Active Users:325 Time:15/07/2025 09:05:52 AM
Hmmm... - Edit 2

Before modification by DomA at 19/02/2013 05:27:23 AM

You listed pretty much most of the longer works I've read in Old French.

I've always liked the poems of Villon, but he's more early renaissance (mid-1400s) and Middle-French. But it's still somewhere in between, language-wise.

There are many historical chronicles and such in Old French, though you'll probably have to go with e-books from the BNF and such for those (and often enough, they're scanned. How are you skills deciphering medieval French-style script? ) as, as far as I know, most aren't available in published form, at least not the full texts.

One of the paperback publishers (I forget which one, but neither Gallimard nor Livre de Poche) has or had a collection of medieval works. A lot are compendiums of various texts.
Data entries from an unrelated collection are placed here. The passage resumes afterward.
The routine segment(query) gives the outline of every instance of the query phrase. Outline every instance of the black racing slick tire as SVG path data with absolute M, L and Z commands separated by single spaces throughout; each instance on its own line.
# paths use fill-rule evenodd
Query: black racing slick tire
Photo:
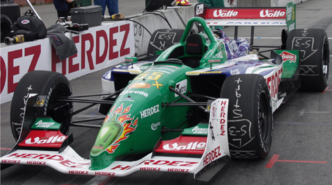
M 263 159 L 270 151 L 273 118 L 270 91 L 263 76 L 241 74 L 225 80 L 221 98 L 228 98 L 228 145 L 232 159 Z
M 10 107 L 10 126 L 12 135 L 18 140 L 26 114 L 28 98 L 33 94 L 46 96 L 42 109 L 35 112 L 35 116 L 50 116 L 62 123 L 59 130 L 66 134 L 68 130 L 68 116 L 73 112 L 73 103 L 58 102 L 59 97 L 71 96 L 72 90 L 68 79 L 62 74 L 46 71 L 33 71 L 25 74 L 16 87 Z M 60 113 L 60 114 L 59 114 Z
M 286 49 L 299 51 L 301 89 L 322 91 L 328 84 L 330 55 L 326 33 L 322 29 L 297 29 L 290 31 Z

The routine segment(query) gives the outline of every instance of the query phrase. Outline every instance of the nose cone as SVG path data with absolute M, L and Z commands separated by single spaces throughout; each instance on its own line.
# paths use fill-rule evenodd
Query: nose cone
M 100 155 L 105 148 L 111 146 L 120 135 L 122 125 L 116 121 L 116 114 L 111 114 L 111 118 L 107 118 L 102 124 L 102 129 L 100 129 L 96 142 L 92 147 L 91 155 Z

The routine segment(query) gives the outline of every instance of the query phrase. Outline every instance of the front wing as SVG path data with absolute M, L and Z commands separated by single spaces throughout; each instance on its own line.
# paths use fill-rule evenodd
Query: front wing
M 208 170 L 216 161 L 230 158 L 227 131 L 228 99 L 219 98 L 214 101 L 210 107 L 210 118 L 208 135 L 206 139 L 203 139 L 206 143 L 201 144 L 205 146 L 204 150 L 196 150 L 192 145 L 191 147 L 187 148 L 174 148 L 172 151 L 168 151 L 169 148 L 165 147 L 163 145 L 165 143 L 162 141 L 158 142 L 152 152 L 140 160 L 116 161 L 108 167 L 98 170 L 90 170 L 90 159 L 81 157 L 70 146 L 66 147 L 61 152 L 21 149 L 15 150 L 14 148 L 10 153 L 1 157 L 0 161 L 2 164 L 47 166 L 66 174 L 124 177 L 140 170 L 149 170 L 191 173 L 196 178 L 199 174 L 202 174 L 203 169 Z M 180 136 L 177 139 L 167 141 L 167 143 L 172 146 L 181 145 L 186 138 L 187 139 L 193 137 Z M 199 140 L 201 139 L 200 136 Z M 194 139 L 192 141 L 194 142 Z M 185 157 L 186 155 L 190 154 L 190 150 L 196 151 L 196 154 L 201 150 L 201 157 Z M 184 157 L 167 157 L 165 156 L 165 154 L 163 156 L 158 156 L 158 152 L 165 152 L 166 155 L 167 153 L 175 152 L 183 154 Z

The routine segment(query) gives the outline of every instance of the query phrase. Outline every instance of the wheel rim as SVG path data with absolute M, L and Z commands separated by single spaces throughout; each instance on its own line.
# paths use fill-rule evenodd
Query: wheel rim
M 266 92 L 264 91 L 259 97 L 258 108 L 258 121 L 259 125 L 259 132 L 261 133 L 261 139 L 264 145 L 268 145 L 270 141 L 270 123 L 268 96 Z

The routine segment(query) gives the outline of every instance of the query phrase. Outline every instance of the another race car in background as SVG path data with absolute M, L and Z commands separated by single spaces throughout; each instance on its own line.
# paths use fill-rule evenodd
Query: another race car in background
M 292 3 L 286 9 L 269 9 L 258 12 L 266 18 L 282 15 L 264 18 L 272 22 L 269 25 L 286 25 L 284 19 L 295 13 Z M 236 10 L 230 10 L 232 15 L 247 11 Z M 221 18 L 230 14 L 213 12 Z M 152 61 L 131 58 L 112 69 L 103 77 L 104 89 L 110 93 L 100 100 L 72 96 L 62 74 L 26 74 L 12 101 L 11 125 L 17 143 L 1 157 L 2 165 L 45 165 L 64 173 L 118 177 L 138 170 L 177 172 L 208 181 L 230 158 L 266 157 L 272 143 L 273 113 L 299 88 L 322 91 L 327 86 L 326 33 L 318 29 L 284 31 L 283 46 L 273 58 L 261 59 L 246 39 L 230 39 L 221 30 L 214 33 L 207 22 L 192 18 L 178 43 Z M 203 32 L 193 33 L 194 25 Z M 291 25 L 295 28 L 295 23 Z M 73 103 L 91 105 L 74 111 Z M 106 114 L 101 126 L 72 120 L 96 104 Z M 74 126 L 100 128 L 90 159 L 69 146 L 73 137 L 68 127 Z M 144 153 L 148 154 L 137 161 L 118 160 Z

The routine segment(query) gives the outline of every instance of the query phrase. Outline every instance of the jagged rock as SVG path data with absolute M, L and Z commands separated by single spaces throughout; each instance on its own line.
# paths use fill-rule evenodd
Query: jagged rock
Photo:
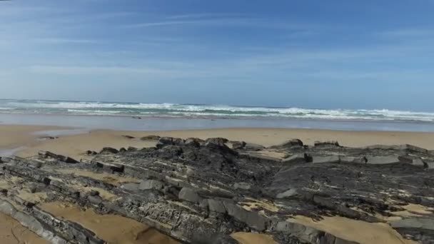
M 140 138 L 140 140 L 141 140 L 141 141 L 157 141 L 159 139 L 160 139 L 159 136 L 153 136 L 153 135 L 143 136 Z
M 432 218 L 405 218 L 390 223 L 390 226 L 403 235 L 422 243 L 431 243 L 434 240 L 434 219 Z
M 291 198 L 291 197 L 293 197 L 293 196 L 297 195 L 298 195 L 297 189 L 293 188 L 293 189 L 289 189 L 281 193 L 277 194 L 276 198 L 278 199 L 282 199 L 282 198 Z
M 246 146 L 246 143 L 245 141 L 233 141 L 232 142 L 232 149 L 243 149 Z
M 161 137 L 158 139 L 156 147 L 161 148 L 166 146 L 181 146 L 183 145 L 184 141 L 181 138 L 174 138 L 172 137 Z
M 98 154 L 98 153 L 94 151 L 88 150 L 86 151 L 86 155 L 96 155 L 96 154 Z
M 138 190 L 138 185 L 140 184 L 135 183 L 128 183 L 122 184 L 122 188 L 130 190 L 130 191 L 137 191 Z
M 161 141 L 158 148 L 100 153 L 91 163 L 59 163 L 59 156 L 46 153 L 2 158 L 2 199 L 19 205 L 53 233 L 74 240 L 71 244 L 104 240 L 79 223 L 41 211 L 37 201 L 24 199 L 26 195 L 132 218 L 184 243 L 214 236 L 232 240 L 227 238 L 231 233 L 244 231 L 267 233 L 282 243 L 352 243 L 288 218 L 335 215 L 383 223 L 409 203 L 434 206 L 429 168 L 434 155 L 421 150 L 302 147 L 296 142 L 276 148 L 291 156 L 281 161 L 245 148 L 235 151 L 222 138 Z M 126 183 L 136 180 L 141 183 Z M 429 211 L 423 215 L 434 219 Z M 434 238 L 425 224 L 395 225 L 406 238 Z
M 233 188 L 236 189 L 242 189 L 242 190 L 250 190 L 251 188 L 251 185 L 245 182 L 238 182 L 233 184 Z
M 220 213 L 226 213 L 226 209 L 225 208 L 223 202 L 218 200 L 214 199 L 208 199 L 208 206 L 209 210 L 213 212 Z
M 227 202 L 223 202 L 223 205 L 229 215 L 245 223 L 249 227 L 258 231 L 263 231 L 266 229 L 267 220 L 258 213 L 247 211 L 237 205 Z
M 137 148 L 135 148 L 133 146 L 128 146 L 128 148 L 126 148 L 127 151 L 130 151 L 130 152 L 133 152 L 133 151 L 137 151 Z
M 317 141 L 313 144 L 315 146 L 340 146 L 339 143 L 336 141 Z
M 403 156 L 366 156 L 366 163 L 369 164 L 390 164 L 390 163 L 413 163 L 413 160 Z
M 103 148 L 103 149 L 99 153 L 118 153 L 118 152 L 119 152 L 119 151 L 118 151 L 118 149 L 115 149 L 115 148 L 110 148 L 110 147 L 105 147 L 105 148 Z
M 340 163 L 340 158 L 338 156 L 313 156 L 312 157 L 312 163 Z
M 312 162 L 312 157 L 309 156 L 306 153 L 298 153 L 293 155 L 292 156 L 285 158 L 282 161 L 283 163 L 311 163 Z
M 186 140 L 184 144 L 188 146 L 199 147 L 203 142 L 204 141 L 200 138 L 189 138 Z
M 426 163 L 425 163 L 422 158 L 415 158 L 413 160 L 412 164 L 416 166 L 422 166 L 424 168 L 428 168 L 428 166 Z
M 199 203 L 202 200 L 202 198 L 198 195 L 196 190 L 185 187 L 181 189 L 178 198 L 193 203 Z
M 156 180 L 147 180 L 140 183 L 138 190 L 161 190 L 164 184 L 162 182 Z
I've not kept track of what's available in a while, but at the time I read in Old French (which was around 25 years ago) there were more works than those you listed, incl. non fiction.

The rest of what I bought were scholarly editions for literature students that will be gone now. One series I was particularly fond of were four big books from a Belgian university, each volume focusing on different roots of western literatu (in French for the annotations, but it had a Flemish name. It started with Boe, I think... maybe Boeck). There's one with the old celtic and norse texts, and one with mostly medieval latin texts, and another was mostly Old French. It did feature a wide variety of texts (aside from many of the better known), many religious or more mundane (non literary Old French is somewhat closer to Middle French). Those are at my parent's. I could ask for the title of the series but I very much doubt it's still available.
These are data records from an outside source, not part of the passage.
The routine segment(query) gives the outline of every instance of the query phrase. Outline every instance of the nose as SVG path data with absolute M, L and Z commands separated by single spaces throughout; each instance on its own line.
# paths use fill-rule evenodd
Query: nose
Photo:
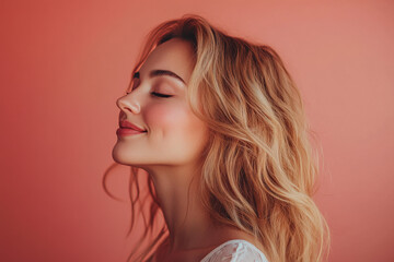
M 141 109 L 140 104 L 136 99 L 136 96 L 131 93 L 127 93 L 116 100 L 117 107 L 125 112 L 138 114 Z

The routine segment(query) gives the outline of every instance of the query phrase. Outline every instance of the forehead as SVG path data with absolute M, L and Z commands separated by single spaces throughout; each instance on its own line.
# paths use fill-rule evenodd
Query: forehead
M 142 64 L 140 73 L 147 75 L 154 69 L 170 70 L 187 83 L 195 64 L 193 53 L 190 43 L 179 38 L 170 39 L 154 48 Z

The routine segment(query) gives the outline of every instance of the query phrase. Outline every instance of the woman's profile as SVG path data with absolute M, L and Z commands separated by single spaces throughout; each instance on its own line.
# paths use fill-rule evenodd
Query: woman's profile
M 165 223 L 129 261 L 323 260 L 309 124 L 273 48 L 187 14 L 150 32 L 131 75 L 113 158 L 131 167 L 144 235 Z

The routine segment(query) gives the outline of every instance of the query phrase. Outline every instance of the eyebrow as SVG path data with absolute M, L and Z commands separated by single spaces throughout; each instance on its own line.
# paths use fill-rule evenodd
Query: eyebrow
M 157 70 L 150 71 L 150 73 L 149 73 L 149 78 L 154 78 L 154 76 L 160 76 L 160 75 L 172 76 L 176 80 L 179 80 L 182 83 L 184 83 L 186 85 L 185 81 L 179 75 L 177 75 L 176 73 L 169 71 L 169 70 L 157 69 Z M 140 73 L 136 72 L 132 78 L 139 79 L 139 76 L 140 76 Z

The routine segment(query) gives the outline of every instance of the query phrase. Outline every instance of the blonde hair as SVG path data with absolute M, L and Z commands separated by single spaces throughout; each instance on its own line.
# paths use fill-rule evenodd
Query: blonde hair
M 210 130 L 199 178 L 207 212 L 255 236 L 270 261 L 322 261 L 329 230 L 312 200 L 318 164 L 300 92 L 281 58 L 269 46 L 229 36 L 201 16 L 186 14 L 150 32 L 131 75 L 158 45 L 174 37 L 188 40 L 195 50 L 187 99 Z M 130 230 L 135 205 L 142 201 L 137 172 L 132 167 Z M 143 238 L 160 211 L 152 180 L 144 179 L 150 207 L 148 214 L 140 211 L 149 217 Z M 147 259 L 166 234 L 164 223 L 134 261 Z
I have an old compendium dating back from the 1950s somewhere, I'll have to dig it up. It's definitely long gone, but scanning it I should be able to give you many more titles/authors of lesser known works that were featured.
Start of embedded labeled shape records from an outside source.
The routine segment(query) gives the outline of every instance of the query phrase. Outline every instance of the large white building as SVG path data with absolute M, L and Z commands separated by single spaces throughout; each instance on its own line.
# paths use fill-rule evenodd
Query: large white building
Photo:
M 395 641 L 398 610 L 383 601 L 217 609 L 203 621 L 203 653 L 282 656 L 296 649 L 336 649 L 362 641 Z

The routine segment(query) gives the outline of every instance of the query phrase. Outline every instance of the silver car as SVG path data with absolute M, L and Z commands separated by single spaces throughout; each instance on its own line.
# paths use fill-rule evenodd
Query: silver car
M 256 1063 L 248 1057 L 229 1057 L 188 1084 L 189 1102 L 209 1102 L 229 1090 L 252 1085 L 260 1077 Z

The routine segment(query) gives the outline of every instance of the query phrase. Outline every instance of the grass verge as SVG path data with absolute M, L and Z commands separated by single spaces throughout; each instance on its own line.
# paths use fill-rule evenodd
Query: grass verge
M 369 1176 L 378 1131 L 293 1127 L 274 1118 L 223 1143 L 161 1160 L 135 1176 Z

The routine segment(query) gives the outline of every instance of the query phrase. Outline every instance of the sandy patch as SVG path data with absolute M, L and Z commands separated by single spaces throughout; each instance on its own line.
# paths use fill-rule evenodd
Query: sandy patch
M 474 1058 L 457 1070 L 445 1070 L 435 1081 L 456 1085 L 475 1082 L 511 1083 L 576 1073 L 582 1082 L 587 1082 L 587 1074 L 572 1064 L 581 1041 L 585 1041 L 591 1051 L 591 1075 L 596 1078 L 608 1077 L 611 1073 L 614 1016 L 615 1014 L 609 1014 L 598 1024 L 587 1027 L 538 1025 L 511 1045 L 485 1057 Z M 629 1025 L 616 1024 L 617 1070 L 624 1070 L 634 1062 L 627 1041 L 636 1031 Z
One big classic you miss from your list would be Le Roman de Renart (Renart le Goupil, you call him Reynard the Fox, IRRC). That's as close to pop lit. as they had back then, but it's amusing (more than Marie de France, anyway). There are many farces and mysteries and proto-theater and scattered folktales, but they're hard to find in other form than from the BNF and other great libraries, often as scans rather than full text again.

A very good source to spot texts you might then be interested to track down and read would be to look in the dictionary. Mine (Larousse de L'Ancien Français) has references of first appearance in texts for most words, so that provides a pretty long bibliography.

A great deal more of Old French texts are of lesser interest as they're simply translations from Latin or Greeek.

Is the Kibler in French? It sounds an awful lot like the book I had bought to get me started (and it was awesome, even though the dictionary was a great help as well. I had to make do without one for a while as they come and go out of print. I managed to save enough to get the whole collection of historical dictionaries (Ancien, Moyen, Baroque, Classique) right before they went out of print. They've returned years later but no longer in the leather-bound edition I have them in)

Nowadays I use more often Le Robert historique de la langue française; it's closer to a dictionary of etymology, but following in detail the semantic shifts through time. It's... priceless to catch the nuances of anything from the 1600s to 1900s.